Commentary

AI Puff: Don't Fire Your Live Copywriters Just Yet

Can we really believe the claim by Blix Inc. that its new generative email tool, GEM AI, can help users can “leverage the power of AI to save valuable time while enjoying a highly personalized experience,” as Blix co-founder Ben Volach claims? 

Probably not. We don’t doubt that BlueMail’s tool is just as good or better than any other in this space, but our inbox is filled with promotions for AI technology that can write your email, your article or your Master’s thesis.

Spare us the puffery. 

Microsoft has made itself a laughingstock with its foray into ChatGPT, sending "unhinged messages" to people, according to The Independent.
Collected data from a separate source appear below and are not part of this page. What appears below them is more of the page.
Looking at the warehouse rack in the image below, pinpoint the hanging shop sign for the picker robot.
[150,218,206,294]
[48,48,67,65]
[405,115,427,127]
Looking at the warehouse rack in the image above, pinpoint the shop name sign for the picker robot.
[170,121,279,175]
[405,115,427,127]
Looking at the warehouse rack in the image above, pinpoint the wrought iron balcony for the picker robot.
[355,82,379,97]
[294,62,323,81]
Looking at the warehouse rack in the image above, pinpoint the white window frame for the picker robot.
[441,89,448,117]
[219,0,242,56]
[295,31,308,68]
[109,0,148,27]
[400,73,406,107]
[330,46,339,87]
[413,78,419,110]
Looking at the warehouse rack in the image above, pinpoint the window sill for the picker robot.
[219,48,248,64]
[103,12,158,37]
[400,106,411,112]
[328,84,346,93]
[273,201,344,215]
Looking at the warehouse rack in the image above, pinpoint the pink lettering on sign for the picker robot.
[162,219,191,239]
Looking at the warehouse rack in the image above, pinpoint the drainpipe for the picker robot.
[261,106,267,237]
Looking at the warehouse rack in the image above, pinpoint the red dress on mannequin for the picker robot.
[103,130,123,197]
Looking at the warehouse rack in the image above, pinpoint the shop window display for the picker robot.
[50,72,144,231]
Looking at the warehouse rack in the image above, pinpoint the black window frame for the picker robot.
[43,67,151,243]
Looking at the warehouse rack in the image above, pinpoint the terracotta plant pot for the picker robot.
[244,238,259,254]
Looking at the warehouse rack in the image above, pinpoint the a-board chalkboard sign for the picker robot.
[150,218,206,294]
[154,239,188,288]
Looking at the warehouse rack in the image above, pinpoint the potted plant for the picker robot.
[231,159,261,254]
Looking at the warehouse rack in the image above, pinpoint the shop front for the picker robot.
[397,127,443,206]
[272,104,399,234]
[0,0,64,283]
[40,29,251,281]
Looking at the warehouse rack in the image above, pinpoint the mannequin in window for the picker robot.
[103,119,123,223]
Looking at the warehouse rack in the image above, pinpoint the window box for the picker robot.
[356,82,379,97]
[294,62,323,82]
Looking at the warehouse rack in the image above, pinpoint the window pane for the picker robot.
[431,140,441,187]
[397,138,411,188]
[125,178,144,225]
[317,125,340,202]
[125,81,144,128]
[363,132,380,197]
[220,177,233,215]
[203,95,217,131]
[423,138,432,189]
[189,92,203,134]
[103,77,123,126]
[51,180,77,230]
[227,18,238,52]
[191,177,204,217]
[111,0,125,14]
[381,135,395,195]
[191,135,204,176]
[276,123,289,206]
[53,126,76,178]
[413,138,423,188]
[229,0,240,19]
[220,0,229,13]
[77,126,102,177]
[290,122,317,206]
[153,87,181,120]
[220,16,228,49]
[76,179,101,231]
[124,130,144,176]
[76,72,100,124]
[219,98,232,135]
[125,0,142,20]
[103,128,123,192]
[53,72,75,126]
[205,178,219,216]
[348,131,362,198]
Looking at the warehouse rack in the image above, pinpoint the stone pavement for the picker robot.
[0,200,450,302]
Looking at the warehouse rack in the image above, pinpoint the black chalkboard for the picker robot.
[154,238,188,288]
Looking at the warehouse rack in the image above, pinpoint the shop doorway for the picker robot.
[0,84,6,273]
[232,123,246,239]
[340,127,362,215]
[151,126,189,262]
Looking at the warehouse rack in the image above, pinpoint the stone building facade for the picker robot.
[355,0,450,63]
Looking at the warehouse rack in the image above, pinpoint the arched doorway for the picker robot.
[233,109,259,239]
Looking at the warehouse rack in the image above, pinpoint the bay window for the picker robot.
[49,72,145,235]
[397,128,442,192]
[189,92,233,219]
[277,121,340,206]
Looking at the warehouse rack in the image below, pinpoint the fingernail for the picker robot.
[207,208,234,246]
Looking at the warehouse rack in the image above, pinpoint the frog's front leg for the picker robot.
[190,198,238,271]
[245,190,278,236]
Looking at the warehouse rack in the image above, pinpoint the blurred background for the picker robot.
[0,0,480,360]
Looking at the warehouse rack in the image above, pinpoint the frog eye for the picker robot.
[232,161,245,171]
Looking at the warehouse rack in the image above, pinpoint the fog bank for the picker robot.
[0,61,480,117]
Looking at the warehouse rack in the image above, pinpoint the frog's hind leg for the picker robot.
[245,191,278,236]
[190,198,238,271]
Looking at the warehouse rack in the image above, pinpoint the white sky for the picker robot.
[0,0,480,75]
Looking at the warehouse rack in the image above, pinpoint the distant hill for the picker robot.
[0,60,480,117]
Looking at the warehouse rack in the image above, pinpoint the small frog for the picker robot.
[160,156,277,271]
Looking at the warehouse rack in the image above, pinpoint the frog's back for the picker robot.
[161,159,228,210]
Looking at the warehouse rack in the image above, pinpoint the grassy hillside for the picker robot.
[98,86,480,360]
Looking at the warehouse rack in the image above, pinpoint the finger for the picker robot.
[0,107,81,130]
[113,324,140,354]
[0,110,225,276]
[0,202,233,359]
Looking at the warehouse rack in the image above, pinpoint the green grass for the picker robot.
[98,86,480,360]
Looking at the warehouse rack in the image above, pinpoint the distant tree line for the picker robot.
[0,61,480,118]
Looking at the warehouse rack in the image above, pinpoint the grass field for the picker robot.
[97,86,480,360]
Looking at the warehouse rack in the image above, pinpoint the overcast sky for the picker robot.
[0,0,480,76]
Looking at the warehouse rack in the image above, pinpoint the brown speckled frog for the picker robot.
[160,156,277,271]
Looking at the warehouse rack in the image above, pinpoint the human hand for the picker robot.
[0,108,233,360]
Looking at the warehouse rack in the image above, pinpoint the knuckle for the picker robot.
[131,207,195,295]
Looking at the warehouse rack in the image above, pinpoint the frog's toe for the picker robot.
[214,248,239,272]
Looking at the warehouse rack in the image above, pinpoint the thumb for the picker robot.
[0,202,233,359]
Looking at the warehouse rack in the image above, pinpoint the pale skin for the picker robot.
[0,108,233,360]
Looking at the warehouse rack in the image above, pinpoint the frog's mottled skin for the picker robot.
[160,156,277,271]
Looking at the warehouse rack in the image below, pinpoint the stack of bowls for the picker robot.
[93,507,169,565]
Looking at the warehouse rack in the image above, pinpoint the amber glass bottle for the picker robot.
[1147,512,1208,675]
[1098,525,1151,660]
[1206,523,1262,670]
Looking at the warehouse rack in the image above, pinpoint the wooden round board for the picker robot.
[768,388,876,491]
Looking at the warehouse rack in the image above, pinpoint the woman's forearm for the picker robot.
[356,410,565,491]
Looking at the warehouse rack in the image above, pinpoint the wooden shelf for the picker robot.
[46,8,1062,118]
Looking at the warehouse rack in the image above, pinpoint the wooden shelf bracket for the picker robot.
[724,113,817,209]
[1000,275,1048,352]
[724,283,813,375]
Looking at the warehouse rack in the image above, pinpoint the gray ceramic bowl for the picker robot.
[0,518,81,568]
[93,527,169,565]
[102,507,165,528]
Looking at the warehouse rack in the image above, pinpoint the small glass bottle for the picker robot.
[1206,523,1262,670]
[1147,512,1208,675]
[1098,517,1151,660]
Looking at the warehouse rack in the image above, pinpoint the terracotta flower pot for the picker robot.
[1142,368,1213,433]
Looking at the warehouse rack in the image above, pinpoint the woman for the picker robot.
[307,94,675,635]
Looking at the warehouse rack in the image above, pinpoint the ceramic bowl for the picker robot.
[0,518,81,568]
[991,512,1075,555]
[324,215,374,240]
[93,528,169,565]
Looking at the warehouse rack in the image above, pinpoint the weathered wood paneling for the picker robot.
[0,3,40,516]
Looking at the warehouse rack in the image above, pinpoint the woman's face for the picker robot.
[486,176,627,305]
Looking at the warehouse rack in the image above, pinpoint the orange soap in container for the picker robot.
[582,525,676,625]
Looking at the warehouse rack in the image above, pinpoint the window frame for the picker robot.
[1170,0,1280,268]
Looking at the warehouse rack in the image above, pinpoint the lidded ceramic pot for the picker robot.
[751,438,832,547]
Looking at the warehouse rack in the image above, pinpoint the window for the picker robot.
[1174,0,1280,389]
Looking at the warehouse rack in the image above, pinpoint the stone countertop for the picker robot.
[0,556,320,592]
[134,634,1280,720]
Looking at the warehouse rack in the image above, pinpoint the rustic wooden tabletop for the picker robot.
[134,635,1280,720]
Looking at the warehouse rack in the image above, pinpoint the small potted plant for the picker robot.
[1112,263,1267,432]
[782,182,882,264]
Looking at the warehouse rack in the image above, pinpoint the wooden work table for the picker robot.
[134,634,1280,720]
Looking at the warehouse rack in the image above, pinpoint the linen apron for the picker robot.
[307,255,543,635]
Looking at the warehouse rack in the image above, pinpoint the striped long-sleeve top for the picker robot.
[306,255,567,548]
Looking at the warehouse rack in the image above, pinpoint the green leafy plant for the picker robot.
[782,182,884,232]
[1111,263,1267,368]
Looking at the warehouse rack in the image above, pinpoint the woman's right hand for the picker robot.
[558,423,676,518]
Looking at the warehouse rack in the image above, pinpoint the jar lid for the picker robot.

And there are signs that some of these news tools are not only ill-conceived, but dangerous. 

For example, researchers at Check Point say bad actors are already trying to use ChatGPT to conduct phishing campaigns and spread malware, according to CNET. Writer Bree Fowler reports that “the free artificial intelligence tool that's taken the world by storm didn't have a problem writing a very convincing tech support note addressed to my editor asking him to immediately download and install an included update to his computer's operating system.” 

CNET should know about the downside of of technology. 

The CNET team had launched “a test using an internally designed AI engine -- not ChatGPT -- to help editors create a set of basic explainers around financial services topics,” CNET Editor-In-Chief Connie Guglielmo wrote in blog post.

Someone cited a factual error (“rightly,” Guglielmo acknowledges) and the team performed a full audit. Some stories required “correction, with a small number requiring substantial correction and several stories with minor issues such as incomplete company names, transposed numbers or language that our senior editors viewed as vague,” Guglielmo reports.

Worse, an AI-driven article in the Arena Group’s Men’s Journal titled “What All Men Should Know About Low Testosterone" was riddled with factual errors.

Bradley Anawalt, the chief of medicine at the University of Washington Medical Center, “reviewed the article and told Futurism that it contained “persistent factual mistakes and mischaracterizations of medical science that provide readers with a profoundly warped understanding of health issues,” Futurism reports.

Maybe these sorts of problems will be straightened out in time. But we hearken back to what the grand old direct mail copywriters like Frank Johnson and Bill Jayme said.  

Jayme argued, correctly, that readers have to be rewarded for their reading time.

That requires a person-to-person human connection, something that seems to be missing from chatGPT. It also takes craft and a certain creative flair to convince readers — and a sense of humor. As  Frank Johnson said, "You tell funny stories, you put in funny pictures, you do any g--d----d thing you can to keep them reading.” 

Let’s try to write that into the ChatGPT code.